I dati indicano che il fatturato lo fate per il 94% dall’estero. Da questo punto di vista, l’Italia è un mercato insufficiente per supportare le aziende e i progetti che avete.

Confermo questo dato, anche se ultimamente abbiamo cambiato un po’ mentalità. Ci siamo fatti dei ragionamenti e ci siamo detti: va bene, saranno anche pochi, ma se uno riuscisse a fidelizzare i giocatori italiani e farli affezionare a prodotti che non sono molto apprezzati. A tutti sarà capitato di avere amici che giocano solo a Call of Duty o a Fornite. Facendo capire che non ci sono solo quei prodotti, ma c’è tutto un mondo indie che è più libero da alcune dinamiche e permette agli sviluppatori di creare esperienze più divertenti dei tripla A. Il brutto dei tripla A è che si assomigliano un po’ tutti: deve rispettare determinati tipi di meccaniche. Così vengono fuori prodotti in cui cambia l’IP o la presentazione visiva, ma il gameplay è uguale e alla lunga possono essere noiosi.

Io e i miei colleghi dobbiamo lavorare di più facendo capire al pubblico italiano che c’è un mondo, che è quello dell’indie, che è fighissimo e sarebbe bello esplorare.

Come settore e stampa ci chiediamo spesso cosa sia essere indie. Io voglio saperlo da voi che lo siete realmente: cosa vuol dire oggi? È un’etichetta che ormai vale un po’ tutto.

Ai tempi ella mia testa mi ero fatto l’idea che indie significasse essere pochi collaboratori, non avere grande budget, fate self-publishing perché non si riesce a intercettare i grandi publisher. L’idea che ho oggi è che ciò che ci differenzia rispetto agli studi che fanno AA e AAA è essere liberi: chiunque fa un prodotto innovativo dal punto di vista del gameplay, che non rispetta determinati standard e se ne sbatte di andare a rispettare quegli standard per fare pubblico, ma vuole essere vincente per la sua idea…per me questo vuole dire essere indie ed essere indipendenti da determinati tipi di meccaniche.

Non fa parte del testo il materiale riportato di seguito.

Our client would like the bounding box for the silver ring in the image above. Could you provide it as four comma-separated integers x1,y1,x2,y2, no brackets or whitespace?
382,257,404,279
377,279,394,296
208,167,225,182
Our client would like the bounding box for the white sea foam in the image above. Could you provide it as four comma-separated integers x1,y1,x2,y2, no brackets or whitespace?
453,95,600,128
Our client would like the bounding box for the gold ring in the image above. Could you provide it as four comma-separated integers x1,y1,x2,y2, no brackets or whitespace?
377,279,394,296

Da poco il tax credit è stato aumentato a 16 milioni, del First Playable Fund non c’è più niente perché non è stato rifinanziato. Ritenete che sia una situazione decente, visto che sappiamo che in Italia siamo in ritardo, o manca qualcosa e se sì, che cosa?

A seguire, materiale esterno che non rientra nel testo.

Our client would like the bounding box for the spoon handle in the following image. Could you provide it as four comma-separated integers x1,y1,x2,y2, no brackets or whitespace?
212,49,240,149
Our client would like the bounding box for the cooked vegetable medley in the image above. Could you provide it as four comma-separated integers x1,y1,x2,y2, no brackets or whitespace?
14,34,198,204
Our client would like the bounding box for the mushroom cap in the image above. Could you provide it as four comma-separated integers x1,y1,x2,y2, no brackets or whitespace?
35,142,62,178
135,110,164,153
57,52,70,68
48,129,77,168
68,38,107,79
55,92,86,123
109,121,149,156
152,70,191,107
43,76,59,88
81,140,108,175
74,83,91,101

Posso dirti che sono stato l’anno scorso alla GDC a San Francisco e ho avuto la fortuna di partecipare a un evento con il CEO di Unity, che è italo-americano. L’associazione di categoria IIDEA, che aveva organizzato l’evento, aveva fatto notare come le cose stessero cambiando e lo Stato avesse stanziato molti più soldi con il tax credit. Lui si è messo a ridere dicendo che lo Stato italiano sta dedicando a questo è decisamente inferiore a quanto lui fa di charity ogni anno e quindi rispondeva dicendo “non venitemi a dire che questo sono grandi progressi, è uno sforzo minimo”.

Non dico che lo Stato italiano dovrebbe puntare esclusivamente sui videogiochi: ci sono tanti problemi che abbiamo che necessitano di soldi e sono anche migliori da risolvere. Il punto è come il videogioco viene percepito: questa industria non è percepita da determinati politici e figure. Secondo me è un errore clamoroso perché al momento è l’industria che sta tirando di più. Rimanere con l’impostazione che ha l’Italia che è turismo, ristorazione e al massimo moda, a me taglia le braccia, mi fa sentire provinciale. Spero che in un futuro possa cambiare qualcosa, ma mi sembra improbabile.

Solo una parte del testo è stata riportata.